Automate the running of jobs and common user tasks in a Categorization project.

Using Tamr Toolbox to Automate the Categorization Pipeline

You can use the Tamr Toolbox to automate running jobs and common user tasks. Tamr Toolbox is a python library created to provide a simple interface for common interactions with Tamr Core and common data workflows that include Tamr Core. See the Tamr Toolbox documentation.

Before You Begin

Verify the following before completing the procedures in this topic:

At least one Categorization project exists. See Creating a Project.
The project includes at least one dataset, and you have performed schema mapping on the project’s unified dataset. See Adding a Dataset to a Project.
You have run both the Update Unified Dataset and Update Categorizations jobs.

Updating the Input Datasets

Complete this procedure for each input dataset in your project.

To add an input dataset:

Find the id of your input dataset: GET /v1/datasets
When this API is used with a filter parameter such as name==my-dataset.csv, it returns the dataset definition of the named dataset. From the API response, capture the numeric value after datasets/ from the id of the desired dataset to use as the datasetId in subsequent steps.
(Optional) Delete (truncate) records in the input dataset: DELETE /v1/datasets/{datasetId}/records
Complete this step if you want to remove all records currently in your input dataset and only include source records added during the next step. Use the datasetId you obtained in step 1.
Update existing records and add new records to the input dataset: POST /v1/datasets/{datasetId}:updateRecords?header=false
Update the records of the dataset {datasetId} using the command CREATE for new records and record updates and using the command DELETE to delete individual records. Use the datasetId you obtained in step 1.

Updating and Exporting Record Categorizations

Complete this step after updating your input datasets.

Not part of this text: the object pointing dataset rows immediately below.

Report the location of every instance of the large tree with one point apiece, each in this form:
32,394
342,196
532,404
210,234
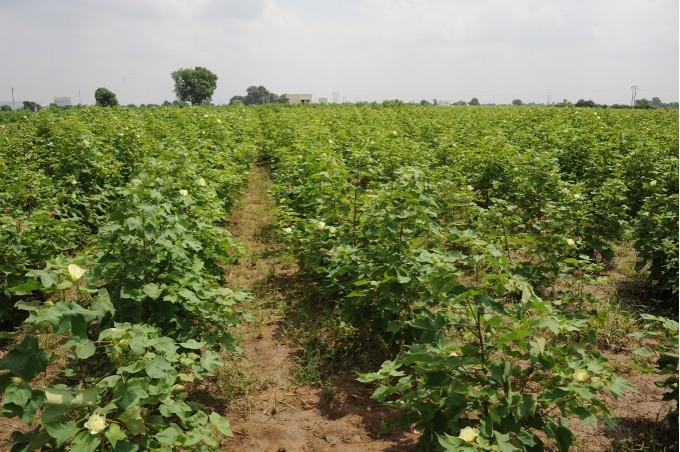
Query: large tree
105,97
195,85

To update and export categorizations:

Find the id of your categorization project dataset: GET /v1/projects
When this API is used with a filter parameter such as name==my-project, it returns the project definition of the named project. From the API response, capture the numeric value after the projects/ from the id to use as the project id in subsequent steps and the unifiedDatasetName of the desired project.
Refresh unified dataset: POST /v1/projects/{project}/unifiedDataset:refresh
Update the unified dataset of the project using its project id {project}. Additionally, capture the
id from the response. Use the project id obtained in step 1.
Wait for operation: GET /v1/operations/{operationId}
Using the captured id from the previous step, poll the status state of the operation until status.state=SUCCEEDED is received.
(Optional) Train categorization model: POST /v1/projects/{project}/categorizations/model:refresh
If users added manual categorizations and you would like to update the categorization model to incorporate this information, run this step. If you would prefer to use a previously trained model, skip this step. Use the project id obtained in step 1.
Additionally, capture the id of the submitted operation from the response.
(Optional) Wait for operation: GET /v1/operations/{operationId}
If you chose to complete the previous step, complete this step too. Using the captured id from the previous step, poll the status state of the operation until status.state=SUCCEEDED is received.
Categorize records: POST /v1/projects/{project}/categorizations:refresh
Apply the categorization model for the project {project}. Additionally, capture the id of the submitted operation from the response. Use the project id obtained in step 1.
Wait for operation: GET /v1/operations/{operationId}
Using the captured id from the previous step, poll the status state of the operation until status.state=SUCCEEDED is received.
Find the id of the output dataset: GET /v1/datasets
When this API is used with a filter parameter such as name==my-dataset.csv, it returns the
dataset definition of the named dataset. For the export dataset, find the dataset with a name
that matches <unifed_dataset_name>_classifications_with_data, using the unified dataset
name of your project found in step 1. From the API response, capture the numeric value after
datasets/ from the id of the desired dataset to use as the output dataset id in subsequent
steps.
Refresh the output dataset: POST /v1/datasets/{datasetId}:refresh
To refresh the final output dataset, use the dataset id you captured in the previous step.
Wait for operation: GET /v1/operations/{operationId}
Using the captured id from the previous step, poll the status state of the operation until status.state=SUCCEEDED is received.
Stream the records of the output dataset: GET /v1/datasets/datasetId/records
Obtain the records of the output dataset as JSON or AVRO, using the id of the output dataset.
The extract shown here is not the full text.